Na última terça-feira (26), foi ao ar o terceiro episódio da primeira temporada da série “Percy Jackson e os Olimpianos”, baseada na saga de livros de mesmo nome, do escritor Rick Riordan. O episódio, que já estava liberado às 23h, seguiu o começo da missão de Percy, desde a escolha de quem o acompanharia, até seu encontro com Medusa. Entretanto, foi um episódio morno e de certa forma, fácil.

“Nossa visita ao Empório de Anões de Jardim”


Pôster do primeiro episódio (Foto: reprodução/Instagram/@percyseries)

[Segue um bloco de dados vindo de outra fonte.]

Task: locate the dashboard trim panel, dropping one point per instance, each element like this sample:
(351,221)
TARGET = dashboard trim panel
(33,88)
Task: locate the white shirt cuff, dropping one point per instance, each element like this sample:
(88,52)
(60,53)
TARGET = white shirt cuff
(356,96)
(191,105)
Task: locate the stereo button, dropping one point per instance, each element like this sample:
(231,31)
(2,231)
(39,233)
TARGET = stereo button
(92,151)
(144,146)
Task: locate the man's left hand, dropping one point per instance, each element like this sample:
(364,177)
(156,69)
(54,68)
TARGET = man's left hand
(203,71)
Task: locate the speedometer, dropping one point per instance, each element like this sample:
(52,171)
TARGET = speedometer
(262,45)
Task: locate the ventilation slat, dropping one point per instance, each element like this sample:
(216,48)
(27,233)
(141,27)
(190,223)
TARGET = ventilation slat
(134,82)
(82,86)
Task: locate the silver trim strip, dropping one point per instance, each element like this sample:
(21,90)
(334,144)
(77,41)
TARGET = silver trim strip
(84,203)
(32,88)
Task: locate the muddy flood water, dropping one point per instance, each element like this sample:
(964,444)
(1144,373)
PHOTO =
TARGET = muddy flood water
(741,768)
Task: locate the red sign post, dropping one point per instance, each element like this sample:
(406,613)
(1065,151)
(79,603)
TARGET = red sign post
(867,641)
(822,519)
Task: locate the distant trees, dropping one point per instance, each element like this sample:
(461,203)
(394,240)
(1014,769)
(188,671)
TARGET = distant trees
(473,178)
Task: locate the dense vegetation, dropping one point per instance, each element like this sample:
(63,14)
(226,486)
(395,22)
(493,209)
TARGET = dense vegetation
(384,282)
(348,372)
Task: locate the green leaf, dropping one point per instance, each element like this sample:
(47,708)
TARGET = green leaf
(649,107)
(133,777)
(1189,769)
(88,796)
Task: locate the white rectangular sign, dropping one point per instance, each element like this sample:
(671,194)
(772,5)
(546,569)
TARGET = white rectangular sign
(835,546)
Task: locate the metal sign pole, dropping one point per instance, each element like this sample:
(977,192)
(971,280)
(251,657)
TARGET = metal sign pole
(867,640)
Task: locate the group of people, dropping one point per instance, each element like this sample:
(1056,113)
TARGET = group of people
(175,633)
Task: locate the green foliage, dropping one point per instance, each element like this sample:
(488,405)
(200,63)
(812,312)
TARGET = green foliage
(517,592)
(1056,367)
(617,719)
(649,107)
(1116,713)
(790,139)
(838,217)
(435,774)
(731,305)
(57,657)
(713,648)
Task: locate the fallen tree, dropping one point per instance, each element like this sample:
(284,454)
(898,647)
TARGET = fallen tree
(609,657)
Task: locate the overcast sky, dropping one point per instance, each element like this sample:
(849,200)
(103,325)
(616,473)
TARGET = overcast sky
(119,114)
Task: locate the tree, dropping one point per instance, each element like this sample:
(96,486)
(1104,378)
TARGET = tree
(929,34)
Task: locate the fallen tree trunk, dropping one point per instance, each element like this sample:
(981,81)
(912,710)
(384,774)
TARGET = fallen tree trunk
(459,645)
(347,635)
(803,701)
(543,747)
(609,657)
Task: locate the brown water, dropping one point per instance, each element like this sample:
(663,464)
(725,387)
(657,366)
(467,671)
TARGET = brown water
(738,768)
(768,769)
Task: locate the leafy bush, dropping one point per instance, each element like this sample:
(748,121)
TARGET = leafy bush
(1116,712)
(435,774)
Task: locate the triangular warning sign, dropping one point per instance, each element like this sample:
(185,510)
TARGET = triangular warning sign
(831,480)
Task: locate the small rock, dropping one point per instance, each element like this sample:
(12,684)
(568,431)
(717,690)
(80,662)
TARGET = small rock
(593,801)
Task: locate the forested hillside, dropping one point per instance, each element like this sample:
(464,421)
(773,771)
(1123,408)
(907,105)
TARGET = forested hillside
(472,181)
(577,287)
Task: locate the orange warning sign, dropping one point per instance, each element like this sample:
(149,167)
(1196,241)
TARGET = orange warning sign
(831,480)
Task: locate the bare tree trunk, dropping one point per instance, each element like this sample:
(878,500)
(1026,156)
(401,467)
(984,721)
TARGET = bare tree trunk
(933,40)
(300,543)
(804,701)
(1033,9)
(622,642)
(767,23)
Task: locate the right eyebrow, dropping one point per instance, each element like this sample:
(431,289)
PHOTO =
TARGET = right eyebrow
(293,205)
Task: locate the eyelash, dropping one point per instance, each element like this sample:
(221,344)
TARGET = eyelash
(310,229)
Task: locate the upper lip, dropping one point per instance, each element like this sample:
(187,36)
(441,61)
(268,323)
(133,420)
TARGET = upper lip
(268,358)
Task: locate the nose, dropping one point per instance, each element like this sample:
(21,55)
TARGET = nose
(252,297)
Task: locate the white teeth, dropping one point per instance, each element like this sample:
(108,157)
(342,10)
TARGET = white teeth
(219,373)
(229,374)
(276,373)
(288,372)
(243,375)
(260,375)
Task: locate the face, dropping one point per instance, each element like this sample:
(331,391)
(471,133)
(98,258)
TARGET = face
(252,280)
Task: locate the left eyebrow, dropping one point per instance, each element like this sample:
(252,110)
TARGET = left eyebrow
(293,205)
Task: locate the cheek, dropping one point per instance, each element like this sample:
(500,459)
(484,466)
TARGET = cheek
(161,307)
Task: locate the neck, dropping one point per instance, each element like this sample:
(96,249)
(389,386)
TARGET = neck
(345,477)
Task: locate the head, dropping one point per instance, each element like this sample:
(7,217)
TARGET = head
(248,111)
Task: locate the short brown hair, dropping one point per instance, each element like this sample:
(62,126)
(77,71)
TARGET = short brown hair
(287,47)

Você irá a Oeste, enfrentar o deus que se tornou desleal
Irá encontrar o que foi roubado, e o verá devolvido em segurança
Será traído por aquele que o chama de amigo
E, no fim, irá fracassar em salvar aquilo que mais importa
.” ~ Livro “O Ladrão de Raios”

O episódio começa com Percy indo até o sótão onde fica o Oráculo de Delfos. No livro, é descrito como um lugar cheio de sucata, como armaduras, escudos, potes, entre outros objetos empoeirados. Acredito que a série conseguiu traduzir bem o cenário, colocando ao centro uma figura de uma senhora velha, imóvel, iluminada pela luz do sol que passa a janela atrás de si. Ao contrário da retratação original, que traz uma múmia de corpo extremamente ressecado, a série prefere algo menos “agressivo”, apenas velho.

A função do Oráculo é dar a missão a Percy, com direcionamentos para auxiliá-lo no que deve ser feito. Entretanto, o garoto vê a figura apenas como decoração de Halloween, quando uma fumaça verde sai da boca da mulher, e se transforma na figura de seu padrasto Gabe, que explica o que ele deve fazer. É uma cena cômica, que ficou interessante pelo modo como o personagem fala e a forma como Percy reagiu a isso.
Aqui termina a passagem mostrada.